Who we are:
We are more than what we seem, and less than what we want to be. We are bigger than Science - not constrained by the physical limitations of the scientific mind, yet grounded by analytical truths. We function with a driving respect for the land and realize that the life of our future generations depend on the actions of this generation.
We are a Science research entity developing the modern theory of ‘traditional science’. ‘Traditional science’ is the utilization of ‘best technology’ guided by long-term observations of Traditional Ecological Knowledge (TEK) into particular focus areas. Through our water project we apply a transformative approach to collecting observational data in the Arctic. The project was developed by, and uses, an Indigenous Research Paradigm as its end to end approach (or methodology). The Indigenous Research Paradigm comes from the fundamental belief that all knowledge is relational and shared with all of creation (Wilson, S. 2001). By transcending the Western science research paradigm we apply standard methods to collect observational data across vast scales and directly engage Indigenous communities in making those observations. Our methodology uses modern scientific methods (modified and unmodified) to provide education, assistance and direction to communities in the Yukon River Watershed. Our focus is to use TEK to guide focus areas, form strong relationships within communities, train technicians, and build local capacity for Indigenous Peoples to execute their natural liberty as sovereign people.
We live in the moment, striving towards a goal that is not solely defined by measurements and calculations, but rather enhanced by their combination with traditional knowledge. Our survival is intimately linked to the condition of the natural world and we believe in living respectfully with the life around us.
What We Do:
Train local technicians with standard protocols for data collection
Operate a basin wide Indigenous Observation Network (ION), collecting both field and lab data to detect changes in water chemistry and permafrost active layer thickness
Explore opportunities to build focused study areas related to community observations and concerns
Translate scientific information into layman's terms so it may be leveraged by community decision makers
Develop partnerships with other researchers to broaden the scientific understanding of the Yukon Basin
Educate non-Indigenous peoples on the Indigenous Research Paradigm
Strategic Needs of Water on the Yukon (SNOWY)

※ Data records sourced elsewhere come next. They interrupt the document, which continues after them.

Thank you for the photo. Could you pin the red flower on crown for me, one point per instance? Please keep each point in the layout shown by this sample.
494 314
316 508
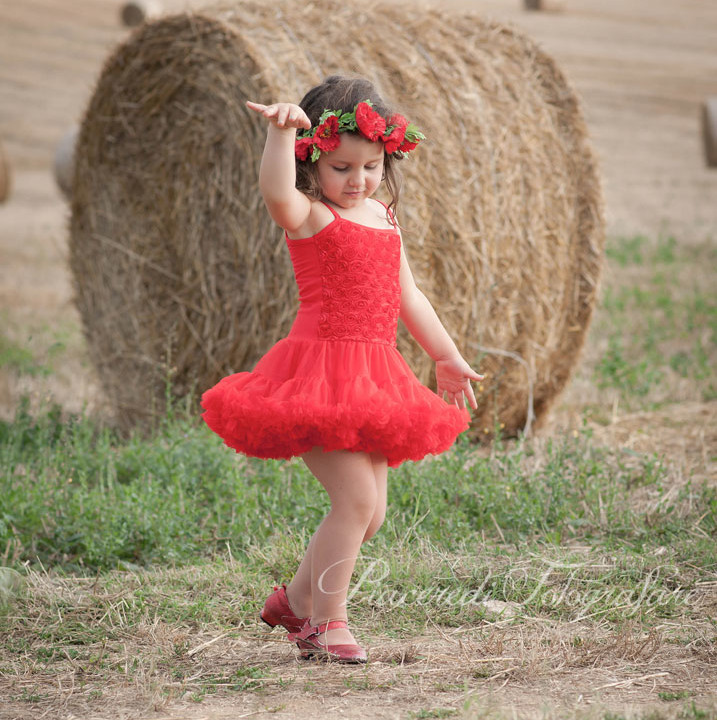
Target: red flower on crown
326 137
369 122
395 138
302 148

Funded by the National Science Foundation, Strategic Needs of Water on the Yukon (SNOWY) is an interdisciplinary community-based research project that attempts to understand and map historical and current environmental conditions within the Lower Yukon River Basin (LYRB) and Yukon-Kuskokwim (YK) Delta, Alaska. The SNOWY team is made up of a diverse group of researchers from different backgrounds and organizations. This partnership between scientists trained in different disciplines (hydrology, geography, and social science), government agencies, nonprofit organizations, universities, Lower Yukon River Basin (LYRB) and Yukon-Kuskokwim (YK) Delta communities provided an opportunity to study the effects of climate change using a holistic approach.
Community Photo Map
This is where you will meet the people who do the 'real' work of this observation network. Without the communities and their dedication to the land this work would be impossible. This is their project and they deserve all the credit!
Click here to check out the community photo map.
How We Do It:
Relationships, Relationships, Relationships:
"People don’t care how much you know until they know how much you care." - John Maxwell
Hands on data collection workshops:
We use standard protocols (based on the USGS TWRI book 9 standard) and simulated scenario's to create application based learning environments on how to use scientific tools.